Setting Rules: What You Need to Know
06/17/2014 09:46AM ● Published by Hood Magazine
By Amber Bruns, MS, BCBA, South West/West Central Service Cooperative
Rules play an important role in everyday life. All of us operate under some set of rules on a daily basis. Sometimes, children need a little bit more support and encouragement to understand and follow basic rules and expectations. Hopefully, with a little bit more knowledge, skill and some motivation, the right set of rules can help maintain order and peace within your household.
There are some specific facets of rules that we have to explore. First, does your child know what the rules are? Are the rules clearly defined? Is it stated in a way that tells them what to do instead of what not to do? Do they know what the rules mean? Example: State, “Turn tablet, tv, and phone off at 6pm” instead of “No electronics after supper”.

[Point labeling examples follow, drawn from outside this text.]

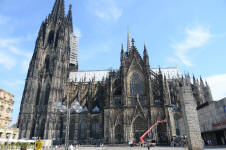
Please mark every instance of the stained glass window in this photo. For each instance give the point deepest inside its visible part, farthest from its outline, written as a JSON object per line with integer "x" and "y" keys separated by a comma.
{"x": 136, "y": 84}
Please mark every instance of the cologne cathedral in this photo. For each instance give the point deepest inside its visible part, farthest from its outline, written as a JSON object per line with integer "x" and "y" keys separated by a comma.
{"x": 117, "y": 105}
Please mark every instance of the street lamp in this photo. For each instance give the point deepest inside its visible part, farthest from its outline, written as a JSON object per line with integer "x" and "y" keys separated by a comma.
{"x": 75, "y": 106}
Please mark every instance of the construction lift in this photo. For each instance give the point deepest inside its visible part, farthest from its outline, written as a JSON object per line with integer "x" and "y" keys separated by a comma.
{"x": 154, "y": 125}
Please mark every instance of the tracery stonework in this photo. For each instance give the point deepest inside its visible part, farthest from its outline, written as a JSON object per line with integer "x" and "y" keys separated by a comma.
{"x": 118, "y": 105}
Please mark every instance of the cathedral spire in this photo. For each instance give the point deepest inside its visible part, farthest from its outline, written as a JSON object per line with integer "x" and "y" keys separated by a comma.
{"x": 69, "y": 18}
{"x": 145, "y": 56}
{"x": 128, "y": 41}
{"x": 201, "y": 82}
{"x": 194, "y": 80}
{"x": 58, "y": 10}
{"x": 122, "y": 55}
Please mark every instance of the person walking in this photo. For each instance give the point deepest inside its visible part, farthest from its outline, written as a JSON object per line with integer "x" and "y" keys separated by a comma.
{"x": 148, "y": 146}
{"x": 38, "y": 144}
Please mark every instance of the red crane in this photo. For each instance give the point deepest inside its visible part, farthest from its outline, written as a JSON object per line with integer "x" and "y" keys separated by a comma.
{"x": 156, "y": 123}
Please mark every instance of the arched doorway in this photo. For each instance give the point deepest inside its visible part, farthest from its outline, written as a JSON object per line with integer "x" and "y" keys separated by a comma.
{"x": 139, "y": 127}
{"x": 118, "y": 134}
{"x": 162, "y": 134}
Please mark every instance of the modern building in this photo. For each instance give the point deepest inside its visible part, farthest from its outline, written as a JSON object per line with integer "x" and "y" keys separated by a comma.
{"x": 212, "y": 117}
{"x": 118, "y": 105}
{"x": 6, "y": 108}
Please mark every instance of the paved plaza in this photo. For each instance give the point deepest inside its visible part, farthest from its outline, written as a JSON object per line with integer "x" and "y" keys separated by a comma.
{"x": 140, "y": 148}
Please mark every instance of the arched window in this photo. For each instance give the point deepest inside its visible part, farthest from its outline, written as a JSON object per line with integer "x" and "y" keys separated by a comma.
{"x": 83, "y": 129}
{"x": 47, "y": 63}
{"x": 119, "y": 134}
{"x": 47, "y": 92}
{"x": 42, "y": 129}
{"x": 51, "y": 37}
{"x": 136, "y": 84}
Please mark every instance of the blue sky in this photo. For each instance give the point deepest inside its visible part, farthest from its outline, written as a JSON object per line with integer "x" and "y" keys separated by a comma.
{"x": 188, "y": 34}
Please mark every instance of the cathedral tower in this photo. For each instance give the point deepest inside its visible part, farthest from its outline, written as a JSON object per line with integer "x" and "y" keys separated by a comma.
{"x": 48, "y": 72}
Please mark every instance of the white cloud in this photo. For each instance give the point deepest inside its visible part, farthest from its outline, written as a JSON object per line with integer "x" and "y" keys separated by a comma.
{"x": 12, "y": 46}
{"x": 217, "y": 85}
{"x": 195, "y": 38}
{"x": 7, "y": 61}
{"x": 25, "y": 65}
{"x": 105, "y": 9}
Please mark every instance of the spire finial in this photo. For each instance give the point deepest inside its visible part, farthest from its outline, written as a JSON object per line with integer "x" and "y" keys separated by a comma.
{"x": 69, "y": 18}
{"x": 122, "y": 49}
{"x": 128, "y": 41}
{"x": 133, "y": 41}
{"x": 58, "y": 10}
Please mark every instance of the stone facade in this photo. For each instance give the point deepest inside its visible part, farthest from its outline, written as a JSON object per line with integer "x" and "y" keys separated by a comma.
{"x": 212, "y": 118}
{"x": 6, "y": 108}
{"x": 6, "y": 105}
{"x": 118, "y": 105}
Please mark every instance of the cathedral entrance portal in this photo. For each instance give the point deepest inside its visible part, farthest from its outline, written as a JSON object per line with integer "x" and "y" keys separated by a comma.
{"x": 139, "y": 127}
{"x": 118, "y": 134}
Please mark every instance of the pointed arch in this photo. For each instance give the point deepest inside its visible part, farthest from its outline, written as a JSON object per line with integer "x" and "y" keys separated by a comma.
{"x": 136, "y": 84}
{"x": 42, "y": 128}
{"x": 119, "y": 134}
{"x": 47, "y": 63}
{"x": 83, "y": 126}
{"x": 51, "y": 37}
{"x": 139, "y": 127}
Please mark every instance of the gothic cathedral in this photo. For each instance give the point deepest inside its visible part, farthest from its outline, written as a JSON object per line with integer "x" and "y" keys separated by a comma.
{"x": 118, "y": 105}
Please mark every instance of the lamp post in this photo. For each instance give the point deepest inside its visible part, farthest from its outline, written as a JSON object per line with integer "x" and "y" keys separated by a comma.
{"x": 74, "y": 106}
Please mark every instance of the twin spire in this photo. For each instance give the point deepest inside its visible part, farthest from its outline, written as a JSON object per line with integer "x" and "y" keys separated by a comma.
{"x": 58, "y": 11}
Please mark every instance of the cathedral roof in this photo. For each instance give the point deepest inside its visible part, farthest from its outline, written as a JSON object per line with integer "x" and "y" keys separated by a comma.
{"x": 99, "y": 75}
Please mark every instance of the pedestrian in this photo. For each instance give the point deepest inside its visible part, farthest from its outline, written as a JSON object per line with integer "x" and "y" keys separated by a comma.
{"x": 148, "y": 146}
{"x": 38, "y": 144}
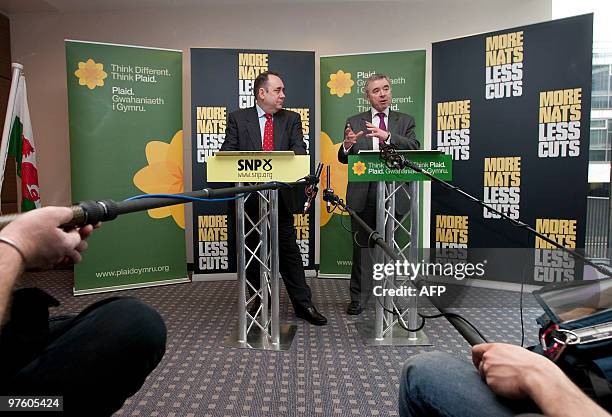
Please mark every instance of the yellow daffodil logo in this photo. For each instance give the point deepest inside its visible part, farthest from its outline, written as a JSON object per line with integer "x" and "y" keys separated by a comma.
{"x": 340, "y": 83}
{"x": 91, "y": 74}
{"x": 338, "y": 174}
{"x": 164, "y": 175}
{"x": 359, "y": 168}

Secondly, do your kids have the ability to do what the rules state? The rules can’t be too hard or your child cannot achieve success. Example: Asking a 3 year old to sit still at the dinner table for 30 minutes may be too difficult for most children that age. It may be better to state, “While at the dinner table, we sit in our chair and use a quiet voice at the table.”
Most importantly, is it clear what happens when they follow the rules and what happens when they don’t follow the rules? Is the motivation significant enough that they will want to follow the rule? This doesn't necessarily mean that a child has to earn money or a prize for following the rule, in some households this may be the strategy that works best. In other households a healthy dose of praise and recognition are given for following the rules. There has to be a plan to recognize your kids when they are doing well and following the rules and avoid only nagging, negative comments and reactions when they don’t follow the rules.
On the flip side, are the consequences for breaking the rules followed consistently by everyone? If the children learn that only mom, enforces the rules or that only one child in the home has to follow the rules, the rules and structure begin to lose their integrity and the structure of the rules will disintegrate and lose their effectiveness.
Keeping a few simple strategies in mind when designing rules for your children can help increase their independence and provide an effective structure for your household.